The Sufi tradition addresses this directly through the concept of qabd (contraction) — the experience of God's apparent distance or withdrawal. Classical masters taught that periods without ahwal are not punishment or failure but serve essential functions. They test sincerity (are you worshipping God or worshipping the experience of God?), strengthen patience, and develop the station of trust (tawakkul). Ahmad ibn Ajiba counseled maintaining regular practices — dhikr, prayer, service — exactly as if states were abundant, neither increasing effort desperately nor slacking off in discouragement. Rumi described these dry periods as 'the Guest leaving the room so you'll sweep the floor' — the absence creates space for housekeeping that presence makes easy to neglect.
How do Sufi masters distinguish authentic ahwal from emotional experiences or self-delusion?
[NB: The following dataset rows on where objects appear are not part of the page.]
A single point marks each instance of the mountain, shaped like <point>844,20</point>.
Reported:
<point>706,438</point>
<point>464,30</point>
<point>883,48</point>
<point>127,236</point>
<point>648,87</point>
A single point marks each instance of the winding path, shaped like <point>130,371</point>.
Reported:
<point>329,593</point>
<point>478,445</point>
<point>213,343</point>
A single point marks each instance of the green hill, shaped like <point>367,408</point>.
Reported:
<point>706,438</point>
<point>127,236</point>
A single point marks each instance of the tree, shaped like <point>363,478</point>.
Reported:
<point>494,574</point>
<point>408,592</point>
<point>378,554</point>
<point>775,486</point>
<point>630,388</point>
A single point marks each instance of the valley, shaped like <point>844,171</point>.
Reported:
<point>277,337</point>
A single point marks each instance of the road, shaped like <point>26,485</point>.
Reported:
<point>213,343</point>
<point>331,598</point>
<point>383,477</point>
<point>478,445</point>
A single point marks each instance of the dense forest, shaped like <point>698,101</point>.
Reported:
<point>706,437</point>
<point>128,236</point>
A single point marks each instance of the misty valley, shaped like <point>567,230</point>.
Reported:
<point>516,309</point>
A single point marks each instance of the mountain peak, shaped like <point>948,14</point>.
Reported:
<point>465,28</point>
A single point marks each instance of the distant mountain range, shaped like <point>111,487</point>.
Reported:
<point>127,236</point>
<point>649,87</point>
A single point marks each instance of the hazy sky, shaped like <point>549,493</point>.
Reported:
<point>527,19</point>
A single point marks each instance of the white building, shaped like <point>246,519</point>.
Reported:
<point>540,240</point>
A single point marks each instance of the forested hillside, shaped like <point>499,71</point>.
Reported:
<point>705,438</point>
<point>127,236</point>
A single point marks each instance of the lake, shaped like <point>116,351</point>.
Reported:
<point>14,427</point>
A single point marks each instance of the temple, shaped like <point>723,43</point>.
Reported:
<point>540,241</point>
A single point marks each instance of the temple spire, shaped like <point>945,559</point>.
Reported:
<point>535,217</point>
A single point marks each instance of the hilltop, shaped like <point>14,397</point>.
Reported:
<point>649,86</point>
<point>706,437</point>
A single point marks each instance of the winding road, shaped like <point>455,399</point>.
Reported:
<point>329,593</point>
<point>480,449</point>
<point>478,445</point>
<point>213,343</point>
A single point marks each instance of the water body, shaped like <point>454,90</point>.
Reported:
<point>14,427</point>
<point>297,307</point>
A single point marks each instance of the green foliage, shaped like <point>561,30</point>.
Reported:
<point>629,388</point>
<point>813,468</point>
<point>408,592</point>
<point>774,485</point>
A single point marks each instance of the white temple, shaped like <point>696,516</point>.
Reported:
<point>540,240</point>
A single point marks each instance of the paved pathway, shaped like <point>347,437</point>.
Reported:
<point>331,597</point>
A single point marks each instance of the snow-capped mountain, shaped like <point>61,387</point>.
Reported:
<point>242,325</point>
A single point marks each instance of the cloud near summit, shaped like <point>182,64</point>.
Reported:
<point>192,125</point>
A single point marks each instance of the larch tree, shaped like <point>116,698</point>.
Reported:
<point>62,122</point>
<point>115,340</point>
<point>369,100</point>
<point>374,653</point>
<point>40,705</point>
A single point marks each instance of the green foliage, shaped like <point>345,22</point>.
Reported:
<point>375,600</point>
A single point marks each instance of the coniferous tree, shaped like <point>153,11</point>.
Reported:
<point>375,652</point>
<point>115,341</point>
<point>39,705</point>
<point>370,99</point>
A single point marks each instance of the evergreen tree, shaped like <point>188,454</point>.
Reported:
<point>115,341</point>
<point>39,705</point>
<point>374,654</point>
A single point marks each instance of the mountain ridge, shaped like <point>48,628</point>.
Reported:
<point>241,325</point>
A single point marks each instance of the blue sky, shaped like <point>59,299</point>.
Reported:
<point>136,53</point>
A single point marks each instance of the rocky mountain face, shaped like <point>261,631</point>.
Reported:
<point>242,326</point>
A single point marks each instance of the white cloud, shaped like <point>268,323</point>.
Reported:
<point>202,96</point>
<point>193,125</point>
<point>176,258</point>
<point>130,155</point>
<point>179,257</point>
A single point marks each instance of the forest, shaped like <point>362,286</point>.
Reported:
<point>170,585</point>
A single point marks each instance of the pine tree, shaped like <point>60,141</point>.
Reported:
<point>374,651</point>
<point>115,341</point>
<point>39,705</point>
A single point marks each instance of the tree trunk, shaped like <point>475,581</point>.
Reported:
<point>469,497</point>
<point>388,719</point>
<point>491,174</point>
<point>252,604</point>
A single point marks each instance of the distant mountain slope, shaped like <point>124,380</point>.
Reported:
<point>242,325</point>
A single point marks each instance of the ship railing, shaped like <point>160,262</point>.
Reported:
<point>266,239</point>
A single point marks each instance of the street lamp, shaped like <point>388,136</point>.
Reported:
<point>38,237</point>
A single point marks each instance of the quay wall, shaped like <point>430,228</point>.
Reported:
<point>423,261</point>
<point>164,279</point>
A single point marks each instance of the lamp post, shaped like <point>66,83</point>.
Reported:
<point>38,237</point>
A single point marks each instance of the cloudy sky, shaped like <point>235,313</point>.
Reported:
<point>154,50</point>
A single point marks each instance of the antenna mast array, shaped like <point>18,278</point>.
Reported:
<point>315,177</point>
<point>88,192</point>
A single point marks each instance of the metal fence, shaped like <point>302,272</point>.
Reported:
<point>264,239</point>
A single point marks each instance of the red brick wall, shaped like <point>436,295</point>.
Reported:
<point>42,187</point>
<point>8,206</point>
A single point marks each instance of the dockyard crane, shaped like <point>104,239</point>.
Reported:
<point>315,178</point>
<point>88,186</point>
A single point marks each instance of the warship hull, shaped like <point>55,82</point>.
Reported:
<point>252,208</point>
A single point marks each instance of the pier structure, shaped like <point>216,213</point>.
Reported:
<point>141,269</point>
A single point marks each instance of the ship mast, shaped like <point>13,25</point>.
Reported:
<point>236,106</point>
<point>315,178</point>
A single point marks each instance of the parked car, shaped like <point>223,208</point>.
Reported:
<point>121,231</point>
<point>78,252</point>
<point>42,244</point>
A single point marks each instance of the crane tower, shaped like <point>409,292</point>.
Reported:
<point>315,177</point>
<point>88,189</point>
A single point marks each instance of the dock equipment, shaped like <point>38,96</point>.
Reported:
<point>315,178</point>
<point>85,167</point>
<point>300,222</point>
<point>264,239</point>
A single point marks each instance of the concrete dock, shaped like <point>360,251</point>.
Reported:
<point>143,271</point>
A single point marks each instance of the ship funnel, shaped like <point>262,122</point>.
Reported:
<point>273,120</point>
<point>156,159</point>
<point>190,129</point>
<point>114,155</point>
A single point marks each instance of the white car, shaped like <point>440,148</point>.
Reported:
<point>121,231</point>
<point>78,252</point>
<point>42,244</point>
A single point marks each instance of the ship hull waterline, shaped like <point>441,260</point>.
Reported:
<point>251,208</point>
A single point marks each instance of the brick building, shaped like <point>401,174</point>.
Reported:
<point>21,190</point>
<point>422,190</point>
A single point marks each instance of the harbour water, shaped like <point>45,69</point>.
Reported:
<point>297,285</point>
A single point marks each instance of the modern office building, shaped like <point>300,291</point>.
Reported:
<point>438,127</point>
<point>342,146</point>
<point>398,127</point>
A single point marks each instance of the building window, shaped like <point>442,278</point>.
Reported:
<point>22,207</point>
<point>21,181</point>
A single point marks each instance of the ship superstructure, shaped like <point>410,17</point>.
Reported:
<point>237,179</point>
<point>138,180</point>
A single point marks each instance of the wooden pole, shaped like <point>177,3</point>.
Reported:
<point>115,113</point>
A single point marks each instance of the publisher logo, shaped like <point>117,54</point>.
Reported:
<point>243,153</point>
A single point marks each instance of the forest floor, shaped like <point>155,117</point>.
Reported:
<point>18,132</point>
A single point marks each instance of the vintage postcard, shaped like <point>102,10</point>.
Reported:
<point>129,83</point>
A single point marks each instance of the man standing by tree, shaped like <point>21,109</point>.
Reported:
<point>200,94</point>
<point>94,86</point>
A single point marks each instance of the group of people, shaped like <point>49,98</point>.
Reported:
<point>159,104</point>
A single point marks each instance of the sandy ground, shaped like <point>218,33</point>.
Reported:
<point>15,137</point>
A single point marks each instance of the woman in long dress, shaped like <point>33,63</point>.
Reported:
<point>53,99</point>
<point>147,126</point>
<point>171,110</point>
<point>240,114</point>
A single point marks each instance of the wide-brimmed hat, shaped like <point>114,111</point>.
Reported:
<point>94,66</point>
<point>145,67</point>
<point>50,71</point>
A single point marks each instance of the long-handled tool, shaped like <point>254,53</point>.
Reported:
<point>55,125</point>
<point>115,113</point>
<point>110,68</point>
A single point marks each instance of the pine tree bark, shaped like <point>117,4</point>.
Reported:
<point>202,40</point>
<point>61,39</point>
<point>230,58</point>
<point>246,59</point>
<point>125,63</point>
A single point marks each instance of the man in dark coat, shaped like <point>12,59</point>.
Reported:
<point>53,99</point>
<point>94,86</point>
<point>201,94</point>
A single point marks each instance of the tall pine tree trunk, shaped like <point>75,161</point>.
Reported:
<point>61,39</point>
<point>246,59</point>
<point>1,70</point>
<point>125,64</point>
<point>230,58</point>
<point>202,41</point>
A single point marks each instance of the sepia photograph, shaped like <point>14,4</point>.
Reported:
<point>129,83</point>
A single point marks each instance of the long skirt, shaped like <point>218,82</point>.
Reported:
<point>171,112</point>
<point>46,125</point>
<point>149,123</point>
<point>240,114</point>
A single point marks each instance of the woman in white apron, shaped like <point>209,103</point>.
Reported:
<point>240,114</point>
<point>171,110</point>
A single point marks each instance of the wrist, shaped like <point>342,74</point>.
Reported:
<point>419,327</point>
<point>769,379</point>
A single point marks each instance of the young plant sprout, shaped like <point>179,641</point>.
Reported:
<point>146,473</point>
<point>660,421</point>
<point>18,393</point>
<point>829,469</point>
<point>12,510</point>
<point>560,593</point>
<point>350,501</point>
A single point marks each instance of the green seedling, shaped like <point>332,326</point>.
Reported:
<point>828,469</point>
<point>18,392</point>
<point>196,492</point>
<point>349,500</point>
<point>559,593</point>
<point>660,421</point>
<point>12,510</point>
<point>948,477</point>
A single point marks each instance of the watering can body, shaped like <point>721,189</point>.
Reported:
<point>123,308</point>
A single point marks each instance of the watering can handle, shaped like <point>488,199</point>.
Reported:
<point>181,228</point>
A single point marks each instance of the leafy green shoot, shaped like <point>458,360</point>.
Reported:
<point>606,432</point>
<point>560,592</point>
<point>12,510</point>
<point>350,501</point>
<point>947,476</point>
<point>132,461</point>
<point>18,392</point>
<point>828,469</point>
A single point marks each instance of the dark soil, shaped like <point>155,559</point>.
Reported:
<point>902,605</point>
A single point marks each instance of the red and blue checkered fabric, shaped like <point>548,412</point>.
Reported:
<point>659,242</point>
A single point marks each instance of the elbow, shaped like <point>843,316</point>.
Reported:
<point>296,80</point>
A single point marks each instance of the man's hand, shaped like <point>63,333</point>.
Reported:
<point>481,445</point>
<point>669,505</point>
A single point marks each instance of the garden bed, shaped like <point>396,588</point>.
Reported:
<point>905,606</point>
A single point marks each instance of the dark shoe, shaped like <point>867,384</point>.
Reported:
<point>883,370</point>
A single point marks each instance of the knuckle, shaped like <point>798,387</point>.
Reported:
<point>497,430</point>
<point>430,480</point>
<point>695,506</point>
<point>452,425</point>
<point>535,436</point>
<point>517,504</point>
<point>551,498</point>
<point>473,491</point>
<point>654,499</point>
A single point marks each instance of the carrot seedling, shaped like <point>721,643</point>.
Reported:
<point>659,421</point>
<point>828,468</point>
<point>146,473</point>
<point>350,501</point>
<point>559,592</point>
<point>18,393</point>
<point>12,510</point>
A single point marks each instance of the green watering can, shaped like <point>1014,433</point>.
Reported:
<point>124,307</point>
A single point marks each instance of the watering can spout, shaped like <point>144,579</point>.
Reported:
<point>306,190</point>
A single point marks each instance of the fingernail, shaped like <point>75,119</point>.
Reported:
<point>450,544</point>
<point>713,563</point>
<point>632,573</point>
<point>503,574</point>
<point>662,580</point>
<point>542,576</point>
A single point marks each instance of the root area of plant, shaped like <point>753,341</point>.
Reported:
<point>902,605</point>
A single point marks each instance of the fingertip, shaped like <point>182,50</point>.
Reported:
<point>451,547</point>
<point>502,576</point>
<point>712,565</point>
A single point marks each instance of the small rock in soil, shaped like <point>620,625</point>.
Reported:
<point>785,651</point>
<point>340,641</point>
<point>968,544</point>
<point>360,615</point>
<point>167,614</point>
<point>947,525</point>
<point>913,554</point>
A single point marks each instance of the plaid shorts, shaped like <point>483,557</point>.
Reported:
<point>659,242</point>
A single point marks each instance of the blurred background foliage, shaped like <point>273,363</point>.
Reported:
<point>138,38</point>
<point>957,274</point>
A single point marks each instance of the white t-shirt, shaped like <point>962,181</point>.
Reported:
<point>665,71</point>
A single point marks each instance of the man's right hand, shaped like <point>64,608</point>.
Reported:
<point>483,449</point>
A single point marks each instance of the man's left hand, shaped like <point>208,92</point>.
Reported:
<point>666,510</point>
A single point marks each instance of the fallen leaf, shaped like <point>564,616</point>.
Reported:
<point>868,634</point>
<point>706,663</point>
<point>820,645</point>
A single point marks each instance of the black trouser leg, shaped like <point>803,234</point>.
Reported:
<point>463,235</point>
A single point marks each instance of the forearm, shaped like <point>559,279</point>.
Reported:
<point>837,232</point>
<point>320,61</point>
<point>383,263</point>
Classical Sufism developed several criteria. Al-Qushayri taught that an authentic hal produces a measurable effect on the seeker's character and behavior — genuine qabd (contraction) deepens humility, genuine bast (expansion) increases generosity. States that leave no trace of transformation are considered emotional episodes (nafsani, originating from the ego), not genuine ahwal (rahmani, originating from divine mercy). The murshid (guide) assesses the student's states through observation of conduct rather than relying on the student's self-report, since the nafs is adept at mimicking spiritual experiences. Al-Ghazali added that authentic ahwal are typically accompanied by increased obedience and decreased self-importance, while false states often produce arrogance and claims of special status.